Nous sommes déjà un pays où les grèves et les manifestations sont les plus nombreuses. Je ne remets pas ce droit en cause, mais je l’ai dit au Parlement : je trouve que ces manifestations sont à tout le moins prématurées, regrettables et manipulées. Ces défis auxquels nous faisons face, nous devons les relever tous ensemble. Quand j’entends certains délégués syndicaux dire qu’il faut “faire mal à l’économie (pour être entendu, ndlr)”. Je trouve cela fou : on ne sert personne en faisant cela, même pas les affiliés de la FGTB. Ce n’est pas intelligent, même si l’on peut comprendre qu’il y a des sensibilités différentes.
“Nous devons nous défendre face à des empires qui renaissent partout dans le monde.”
Comment cela se passe-t-il avec Bart De Wever ?
Je le connaissais peu avant ces négociations, j’ai découvert un homme très agréable, à l’écoute, équilibré dans ses prises de positions… J’ai été séduit par cette personne et je ne doute pas qu’il continuera dans l’intérêt général.
Le PS affirme que les francophones se sont fait avoir, que le ver communautaire est dans le fruit…
Nous devons évidemment être prudents et attentifs. Mais honnêtement, ce que les socialistes énoncent, c’est de la pure agitation pour faire peur aux gens. Personne n’est dupe. L’accord de gouvernement est équilibré et veille à une concertation avec les Régions, que j’ai déjà initiée.
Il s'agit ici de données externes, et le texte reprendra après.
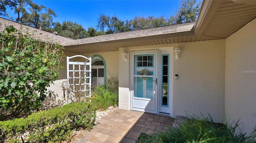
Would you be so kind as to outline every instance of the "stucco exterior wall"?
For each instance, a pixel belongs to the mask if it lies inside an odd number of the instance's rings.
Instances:
[[[48,90],[50,91],[52,93],[52,97],[51,98],[47,97],[46,98],[43,104],[48,104],[53,102],[58,101],[58,100],[66,100],[66,97],[64,96],[64,91],[62,88],[62,83],[67,81],[67,69],[66,69],[66,57],[71,57],[76,54],[71,52],[64,52],[64,56],[63,57],[63,60],[60,63],[60,65],[63,67],[60,71],[60,74],[58,79],[54,81],[53,83],[48,88]]]
[[[220,121],[224,111],[224,40],[120,49],[119,108],[129,110],[130,104],[130,57],[124,61],[122,53],[177,47],[182,51],[180,59],[173,59],[173,116],[209,113]]]
[[[183,43],[180,59],[174,59],[173,116],[194,114],[215,121],[223,118],[225,41]]]
[[[256,19],[226,39],[225,109],[249,134],[256,126]]]
[[[113,77],[118,80],[118,52],[109,52],[104,53],[84,53],[80,54],[86,57],[90,57],[94,55],[98,55],[101,56],[106,62],[106,68],[107,69],[106,77],[107,80],[109,78]],[[64,52],[65,56],[71,57],[78,55],[77,53]],[[66,100],[66,95],[64,97],[64,91],[62,85],[63,82],[66,81],[66,57],[64,58],[64,60],[61,63],[61,65],[64,68],[61,69],[60,71],[60,75],[57,80],[54,82],[54,84],[51,85],[48,89],[52,92],[52,97],[48,98],[44,101],[44,104],[48,104],[58,101],[58,100]]]

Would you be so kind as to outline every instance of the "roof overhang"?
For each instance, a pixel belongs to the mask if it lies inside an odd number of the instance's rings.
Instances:
[[[225,39],[256,18],[256,0],[204,0],[195,32]]]
[[[178,27],[174,32],[67,45],[63,51],[82,53],[118,51],[120,47],[157,45],[154,44],[154,41],[194,35],[193,27],[194,24]],[[147,41],[146,43],[148,44],[142,44],[143,41]],[[138,44],[140,43],[141,44]]]

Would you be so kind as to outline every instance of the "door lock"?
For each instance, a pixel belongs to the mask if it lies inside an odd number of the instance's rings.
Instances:
[[[157,85],[157,78],[156,78],[156,80],[153,80],[156,82],[156,85]]]

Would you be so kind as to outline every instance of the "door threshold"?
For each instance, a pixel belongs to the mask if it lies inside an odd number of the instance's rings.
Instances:
[[[160,115],[166,115],[168,116],[170,116],[170,113],[166,113],[161,112],[159,112],[159,113],[158,114]]]

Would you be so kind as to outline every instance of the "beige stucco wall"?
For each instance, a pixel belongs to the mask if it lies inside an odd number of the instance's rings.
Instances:
[[[256,19],[226,39],[226,115],[248,134],[256,126]]]
[[[107,79],[113,77],[118,79],[118,52],[109,52],[104,53],[95,53],[80,54],[86,57],[91,57],[94,55],[101,56],[105,61],[107,69],[106,77]],[[64,52],[65,56],[71,57],[78,55],[70,52]],[[52,97],[47,98],[44,102],[44,104],[48,104],[58,101],[58,100],[66,100],[66,95],[64,97],[64,93],[62,87],[62,83],[66,81],[66,57],[63,58],[64,60],[61,63],[63,67],[60,71],[60,75],[57,80],[54,82],[54,84],[51,85],[48,89],[51,91]]]
[[[180,59],[174,60],[173,115],[209,114],[215,121],[224,111],[225,41],[184,43]]]
[[[122,60],[122,53],[177,47],[182,51],[180,59],[173,59],[173,79],[175,74],[179,78],[173,82],[173,116],[209,113],[220,121],[224,111],[224,40],[120,49],[119,108],[129,110],[130,102],[130,63]]]
[[[54,84],[51,84],[50,87],[48,88],[52,93],[52,97],[48,97],[43,102],[43,104],[48,104],[58,101],[58,100],[66,100],[66,96],[64,97],[64,91],[62,89],[62,85],[63,82],[67,81],[67,70],[66,70],[66,57],[71,57],[77,55],[76,53],[64,52],[64,57],[62,57],[63,61],[60,63],[60,65],[63,68],[60,71],[60,74],[58,79],[54,81]]]

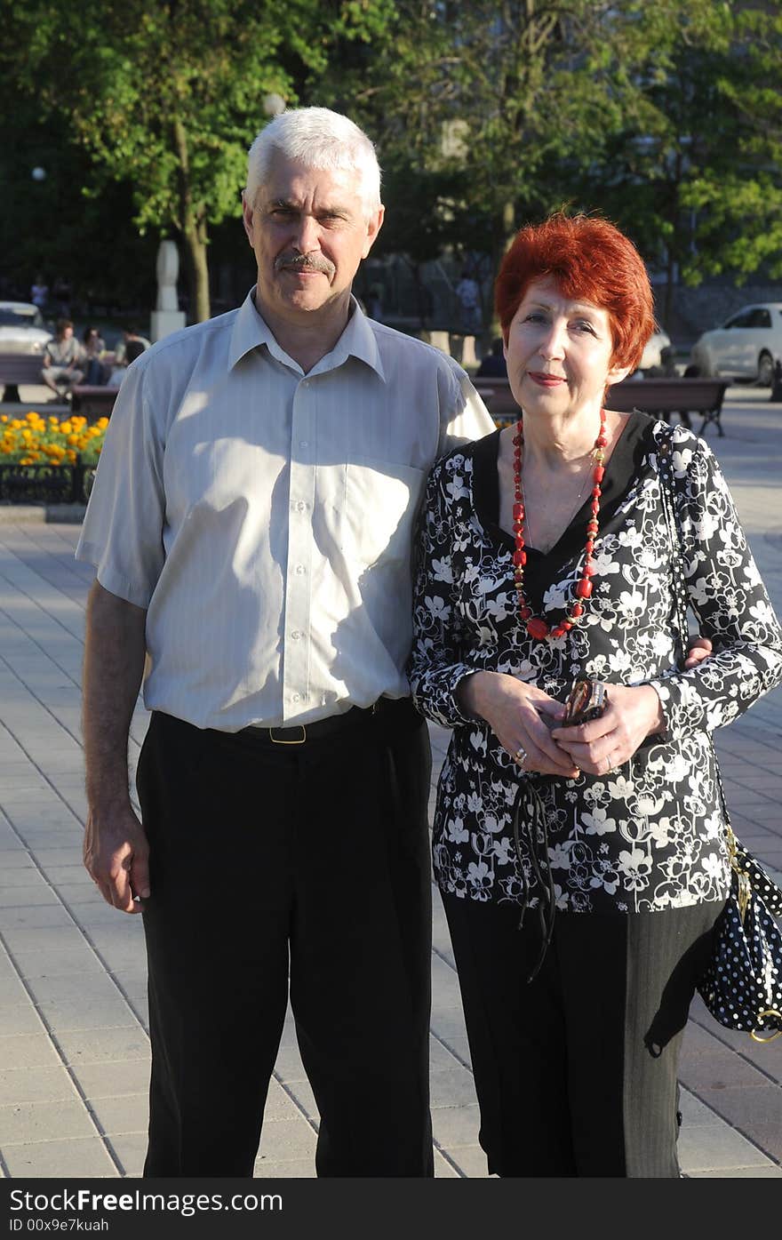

• 1976 : Naissance à Dinant, le 10 janvier
• 2001 : Bourgmestre de Bièvre
• 2007 – 2020: Député fédéral
• 2019 – 2020 : Ministre fédéral de la Fonction publique et du Budget
• 2020 – 2025 : Vice-Premier ministre MR, en charge des Classes moyennes, des PME et Indépendants.
• Depuis février 2025 : Vice-Premier ministre MR, en charge de l’Emploi et de l’Économie.